Он достал из того же ящика две мензурки, дунул в них.

— Ну, сидай, молодой, — сказал снисходительно. — Черпаком будешь.

После первой склянки сержант заговорил:

— Ты, сынок, главное, бланк, службу пойми, ндравственный закон. И тебе, бланк, Истина откроется…

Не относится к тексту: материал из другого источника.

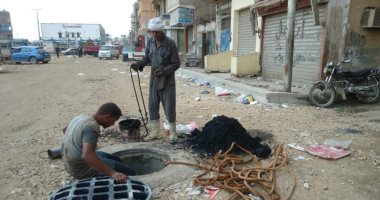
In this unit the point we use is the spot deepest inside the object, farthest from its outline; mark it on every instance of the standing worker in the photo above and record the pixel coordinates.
(57, 51)
(162, 54)
(80, 52)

Речь его была, возможно, излишне эмоциональна, само собой, уснащена, и, естественно, изобиловала. В традиционном же изложении звучала так: «Все сугубо просто. Зима статична. Сугробы вечны. Продажные околоточные Надзиратели морят народ холодом. Народ, верноподданное топтыгоподобное, традиционно сонно сосет лапу и терпеливо катается, чтоб выбить пробку, — весны не будет, и не надо. Но Надзиратели умеют лишь авторитетно учить ложноножками, органчик у них не варит. Они и вообще деревянные, оловянные, восковые — снеговики бестолковые. Однако при каждой персоне Надзирателя есть свой евреяшка (ты чего, беляк, вздрогнул?), и вот они-то, лепилы эти, и дергают за ниточки с мясом, всем делом и заправляют, творят, чего хотят по фаршированному щучьему веленью. Народ доедает мороженную брюкву, а они потирают передние лапки, хихикают — устроили себе Яффу-на-Яузе. Мы-то, бланк, зна-аем!.. Нам известно, кто сигнальные костры на снегу раскладывает, кому по ночам апельсины сбрасывают, жуют потом под одеялом. Боятся гешефтмахеры (ты, беляк, пей, не вздрагивай!) русской правды, Пестеля нет на них, Павла Иваныча, но всех не обвешаете! Евреяки — мировое зло, темное, мистерхайдовское начало, нечистая половина («Пара Ноя», бормочешь, беляк? Образно!). В каждом из нас сидит евреявол (кстати, дед нашего нынешнего Исправника играл на скрипке во Дворце Пионеров) и искушает — Владимир в свое время, только спьяну спутав, не выбрал подсунутый иудаизм, а, слава Богу, крестил Русь. Владимир II, Кровавый (Палкинд), будучи одержим, уничтожил православие, аки класс, приказал поставить свою статую в Храме и местах гуляний, и собирался уже ввести научный иудаизм, как государственную идеологию, буквально все подготовил, открыл пасть, но тут его хватил апоплексический удар!.. Надо по капле выдавливать из себя жида (эй, беляк, колбу уронишь!), после чего тщательно мыть руки. Изгонять Их из русского тела («Зима. Христьянин, торжествуя…»). И сразу же — растопит солнце снег долин, зажурчат ручьи, и зацветет земля».